The second day's morning headline on the front page:
DU PONT PREFERS PEACE TO WAR, SAYS PRESIDENT
Beneath that ran a three-column defense of du Pont operations. Its source was plainly labeled: "A prepared statement to stockholders and employes."
Third day's news was all about the diplomatic protests from foreign powers over the publicity which their munitions dealings had been getting. Then the du Fonts were called to the stand, and Editor Mapel was on the tightrope. Unflinchingly he slapped on the front page the headline:
DU PONTS EARNED $1,245,000,000 DURING WAR DAYS
Two columns of AP copy followed, included the testimony of Pierre du Pont: "If the war had ended in 1916 we might have been in a bad position." In that evening's edition the Journal carried more than three and a half columns on the hearing, and a front page picture of the four du Ponts sitting in the committee room.

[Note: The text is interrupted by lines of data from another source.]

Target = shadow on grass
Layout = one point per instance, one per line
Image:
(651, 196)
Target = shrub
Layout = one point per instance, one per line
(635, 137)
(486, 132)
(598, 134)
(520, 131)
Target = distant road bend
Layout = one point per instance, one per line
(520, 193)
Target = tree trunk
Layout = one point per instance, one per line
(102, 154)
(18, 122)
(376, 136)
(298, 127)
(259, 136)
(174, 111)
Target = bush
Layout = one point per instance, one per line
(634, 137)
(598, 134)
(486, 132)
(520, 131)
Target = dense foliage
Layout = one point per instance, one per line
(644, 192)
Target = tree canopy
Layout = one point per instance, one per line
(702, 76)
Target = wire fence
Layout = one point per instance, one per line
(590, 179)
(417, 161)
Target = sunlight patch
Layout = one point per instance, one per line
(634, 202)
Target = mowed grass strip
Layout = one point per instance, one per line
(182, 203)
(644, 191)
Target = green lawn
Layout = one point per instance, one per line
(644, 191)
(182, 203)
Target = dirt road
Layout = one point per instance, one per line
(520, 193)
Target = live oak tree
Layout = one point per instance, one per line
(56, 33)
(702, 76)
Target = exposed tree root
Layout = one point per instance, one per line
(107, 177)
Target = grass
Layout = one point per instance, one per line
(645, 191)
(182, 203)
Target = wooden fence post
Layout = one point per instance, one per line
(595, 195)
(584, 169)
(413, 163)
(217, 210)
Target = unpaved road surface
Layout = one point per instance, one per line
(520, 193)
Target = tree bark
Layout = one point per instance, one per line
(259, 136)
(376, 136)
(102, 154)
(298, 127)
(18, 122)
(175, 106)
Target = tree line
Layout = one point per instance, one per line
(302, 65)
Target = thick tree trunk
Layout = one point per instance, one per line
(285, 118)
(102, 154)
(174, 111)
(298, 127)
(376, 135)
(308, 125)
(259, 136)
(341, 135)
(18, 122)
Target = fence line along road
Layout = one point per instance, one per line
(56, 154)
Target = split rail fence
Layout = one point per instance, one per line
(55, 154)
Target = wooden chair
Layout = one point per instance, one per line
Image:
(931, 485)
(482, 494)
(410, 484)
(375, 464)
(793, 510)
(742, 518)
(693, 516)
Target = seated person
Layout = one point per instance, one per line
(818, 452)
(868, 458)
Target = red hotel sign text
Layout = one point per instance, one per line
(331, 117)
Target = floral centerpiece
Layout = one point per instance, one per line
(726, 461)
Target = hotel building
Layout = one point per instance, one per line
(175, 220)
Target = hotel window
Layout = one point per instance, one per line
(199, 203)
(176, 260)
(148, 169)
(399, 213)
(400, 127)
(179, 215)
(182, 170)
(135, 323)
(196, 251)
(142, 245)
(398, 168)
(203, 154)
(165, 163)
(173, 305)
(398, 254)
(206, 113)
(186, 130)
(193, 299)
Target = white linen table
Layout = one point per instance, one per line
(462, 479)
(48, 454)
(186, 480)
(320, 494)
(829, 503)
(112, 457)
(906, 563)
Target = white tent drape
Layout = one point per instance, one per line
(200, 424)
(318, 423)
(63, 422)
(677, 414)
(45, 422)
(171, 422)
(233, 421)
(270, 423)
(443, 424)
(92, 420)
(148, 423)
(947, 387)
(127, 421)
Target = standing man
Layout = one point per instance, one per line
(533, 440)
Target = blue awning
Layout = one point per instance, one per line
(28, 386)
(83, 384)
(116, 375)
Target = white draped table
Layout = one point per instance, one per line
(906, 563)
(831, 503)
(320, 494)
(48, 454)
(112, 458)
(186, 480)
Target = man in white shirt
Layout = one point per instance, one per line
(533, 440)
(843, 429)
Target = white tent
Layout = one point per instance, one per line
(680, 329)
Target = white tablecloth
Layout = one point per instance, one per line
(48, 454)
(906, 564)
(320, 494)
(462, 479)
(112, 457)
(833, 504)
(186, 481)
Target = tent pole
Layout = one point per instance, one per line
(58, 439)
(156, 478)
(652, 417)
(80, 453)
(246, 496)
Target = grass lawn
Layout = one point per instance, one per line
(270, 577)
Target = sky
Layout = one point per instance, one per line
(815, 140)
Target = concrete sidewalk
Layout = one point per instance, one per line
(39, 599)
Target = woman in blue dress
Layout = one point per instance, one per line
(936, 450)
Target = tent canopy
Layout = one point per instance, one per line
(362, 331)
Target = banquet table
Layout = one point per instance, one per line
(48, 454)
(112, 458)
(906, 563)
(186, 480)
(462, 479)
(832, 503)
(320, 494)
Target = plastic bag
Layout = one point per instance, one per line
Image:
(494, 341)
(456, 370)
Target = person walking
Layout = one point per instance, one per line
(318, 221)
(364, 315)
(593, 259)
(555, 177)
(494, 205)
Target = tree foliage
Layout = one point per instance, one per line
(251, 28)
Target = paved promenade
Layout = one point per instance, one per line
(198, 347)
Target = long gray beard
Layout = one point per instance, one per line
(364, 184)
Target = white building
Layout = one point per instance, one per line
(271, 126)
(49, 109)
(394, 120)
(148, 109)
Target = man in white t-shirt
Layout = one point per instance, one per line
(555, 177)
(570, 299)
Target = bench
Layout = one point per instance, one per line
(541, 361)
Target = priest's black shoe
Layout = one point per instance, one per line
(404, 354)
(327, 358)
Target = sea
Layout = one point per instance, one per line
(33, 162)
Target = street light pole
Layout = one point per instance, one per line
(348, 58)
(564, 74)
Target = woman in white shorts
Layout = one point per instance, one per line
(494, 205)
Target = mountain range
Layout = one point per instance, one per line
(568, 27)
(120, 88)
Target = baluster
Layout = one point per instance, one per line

On the day that most other newspapers were headlining the du Pont's abortive contracts for rearming Germany, the Wilmington News put it thus:
GERMANY ARMING DESPITE TREATY, DU PONT REVEALS
When the week was over, Editor Mapel's handling of the dynamite in the situation boiled down to this: He had suppressed nothing; and he had discreetly refused to become worked up over the du Pont story. Only once did he find it worth more than a single-column headline. Supposedly he could have ripped into his employers, featured the inconsistencies in their testimony, harped editorially on the "awfulness" of the munitions business, and still have had no fear of losing his job. But he did not find it a fit subject for an editorial compared to such issues as Manhattan theatre ticket prices, fishing in the Delaware River, dangerous curves on Maryland's Eastern Shore highways.